Frequently asked questions
Can I only participate in Subtask 1 (Identifying Number of Statements)?
Yes, you can participate in both subtasks or only in Subtask 1. If you only want to participate in Subtask 1, please add an empty statement_spans column to your prediction file. In this case, the statement spans will be considered as null.
Can I only participate in Subtask 2 (Identifying Segments of Statements)?
No, Subtask 2 is dependent on Subtask 1. You cannot only participate in Subtask 2. But, it is possible to submit your results only to Subtask 1.
What tools are allowed to solve the task?
All technological solutions are welcome.
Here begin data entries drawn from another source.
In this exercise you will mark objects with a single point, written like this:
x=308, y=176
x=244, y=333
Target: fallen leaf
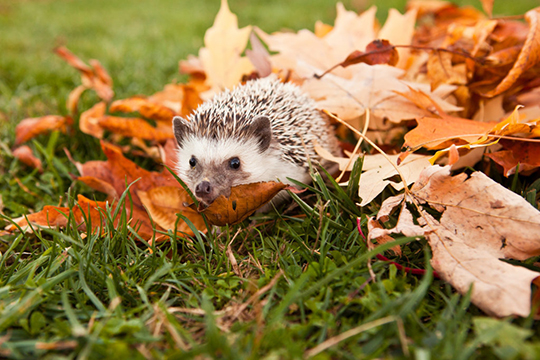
x=377, y=171
x=436, y=133
x=243, y=201
x=93, y=77
x=221, y=56
x=376, y=88
x=259, y=56
x=164, y=202
x=146, y=107
x=135, y=127
x=487, y=5
x=26, y=156
x=89, y=120
x=524, y=154
x=84, y=211
x=442, y=71
x=528, y=57
x=481, y=222
x=32, y=127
To foster scientific reproducibility, we encourage you to use open-source software and data solutions whenever possible. Nevertheless, we don’t prohibit using any tool, software, or model.
Why do you split sentences like Eine Angel ist eine Schnur mit einem Haken
into two statements?
Our statements focus mostly on chunks of information that need to be understood by the readers. From a content perspective, a fishing rod always consists of a string and a hook, so splitting these into two statements makes no sense. However, the reader still has to parse two separate statements independently: 1) there is a string, and 2) there is a hook. Therefore, we decided to split the sentence into two statements.
How did you annotate your data?
We tried to describe our process in detail in our Annotation Guidelines
Why are there empty tokens? Can we delete them?
The data from the Hurraki homepage is quite noisy. We decided to keep the noise to reflect upon noisy real-world data. These empty tokens are not annotated in the statement spans. So, you can, of course, remove them in your (pre-)processing. However, make sure that the span annotations still use the original numbering.